What We Do Matters: Continuous Quality Improvement within Chaplaincy and Health Care
Course Author: The Rev. George Handzo, BCC, CSSBB
This module, What We Do Matters: Continuous Quality Improvement within Chaplaincy and Health Care, is designed to enable learners to be a full participant in CQI processes and to establish and sustain a CQI program for a chaplaincy or spiritual care service using Lean and Six Sigma. Participants will learn the basic language to recognize CQI’s underlying assumptions, language, and processes. The module will teach assumptions and language that is pretty much universal to all CQI systems and the language particular to Lean Six Sigma which is the most widely used system. Participants will learn how to set up and run simple Lean or Six Sigma projects and be able to avoid the most common mistakes in this process. Examples of hospital practice will be provided.
By the end of this course the learner will be able to:
- Describe the theory, concepts, and barriers to continuous quality improvement in chaplaincy care and why CQI is both a necessity and an imperative.
- Identify the PDCA, Lean, and Six Sigma approaches to CQI and the major tools used in each.
- Demonstrate how to define, measure, analyze, improve and control chaplaincy care processes and outcomes.
- Formulate ways in which to utilize CQI data to refine chaplaincy specific and the broader spiritual care programs and services.
- US Health Care Trends – Volume to Value
- Establishing Value for anything that is Done
- The Theological Case for Quality Improvement
- Getting to Continuous Quality Improvement
- Plan-Do-Check-Act (PDCA)
- Lean Six Sigma
- SMART Goals
- Assumptions and Barriers
- Literature Review and Training
- Steps in a CQI Project
- Rapid Improvement Project
- What a Comprehensive Chaplaincy CQI Effort Looks Like
- Basic Texts
Number of Continuing Education Hours: 25
Credit towards Board Certification Requirements: 1
Aligns with the following Quality Indicators in What is Quality Spiritual Care in Health Care and How Do You Measure It? (HCCN. 2016).

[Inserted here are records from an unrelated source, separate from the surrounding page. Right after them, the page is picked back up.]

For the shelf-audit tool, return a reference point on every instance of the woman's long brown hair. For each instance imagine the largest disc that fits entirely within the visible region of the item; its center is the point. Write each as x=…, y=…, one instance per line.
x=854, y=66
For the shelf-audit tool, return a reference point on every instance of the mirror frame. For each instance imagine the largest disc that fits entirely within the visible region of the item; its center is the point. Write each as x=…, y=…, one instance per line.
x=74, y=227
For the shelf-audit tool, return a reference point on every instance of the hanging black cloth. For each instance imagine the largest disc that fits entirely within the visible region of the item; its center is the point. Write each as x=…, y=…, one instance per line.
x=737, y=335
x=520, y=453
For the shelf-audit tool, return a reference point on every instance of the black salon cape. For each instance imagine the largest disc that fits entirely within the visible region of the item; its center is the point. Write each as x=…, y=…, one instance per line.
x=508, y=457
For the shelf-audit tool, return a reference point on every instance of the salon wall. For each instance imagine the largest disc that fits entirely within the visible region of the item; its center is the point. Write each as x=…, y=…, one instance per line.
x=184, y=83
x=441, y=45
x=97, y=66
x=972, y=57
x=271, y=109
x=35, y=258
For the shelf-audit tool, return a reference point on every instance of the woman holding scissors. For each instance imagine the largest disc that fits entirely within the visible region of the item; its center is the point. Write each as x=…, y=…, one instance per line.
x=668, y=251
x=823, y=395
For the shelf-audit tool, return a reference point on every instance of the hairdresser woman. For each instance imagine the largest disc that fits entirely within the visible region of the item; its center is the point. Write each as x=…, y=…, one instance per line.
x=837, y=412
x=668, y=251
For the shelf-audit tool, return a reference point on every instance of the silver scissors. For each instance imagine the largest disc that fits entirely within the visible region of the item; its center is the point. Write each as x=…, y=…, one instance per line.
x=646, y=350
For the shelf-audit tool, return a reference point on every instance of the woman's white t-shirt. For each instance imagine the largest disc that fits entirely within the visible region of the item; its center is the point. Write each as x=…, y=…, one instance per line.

- Structural Indicator 1.D. Professional education and development programs in spiritual care are provided for all disciplines on the team to improve their provision of generalist spiritual care.
- Structural Indicator 1.E. Spiritual care quality measures are reported regularly as part of the organization’s overall quality program and are used to improve practice.
- Process Indicator 2.A. Specialist spiritual care is made available within a time frame appropriate to the nature of the referral.
- Process Indicator 2.C. An assessment of religious, spiritual, and existential concerns using a structured instrument is developed and documented, and the information obtained from the assessment is integrated into the overall care plan.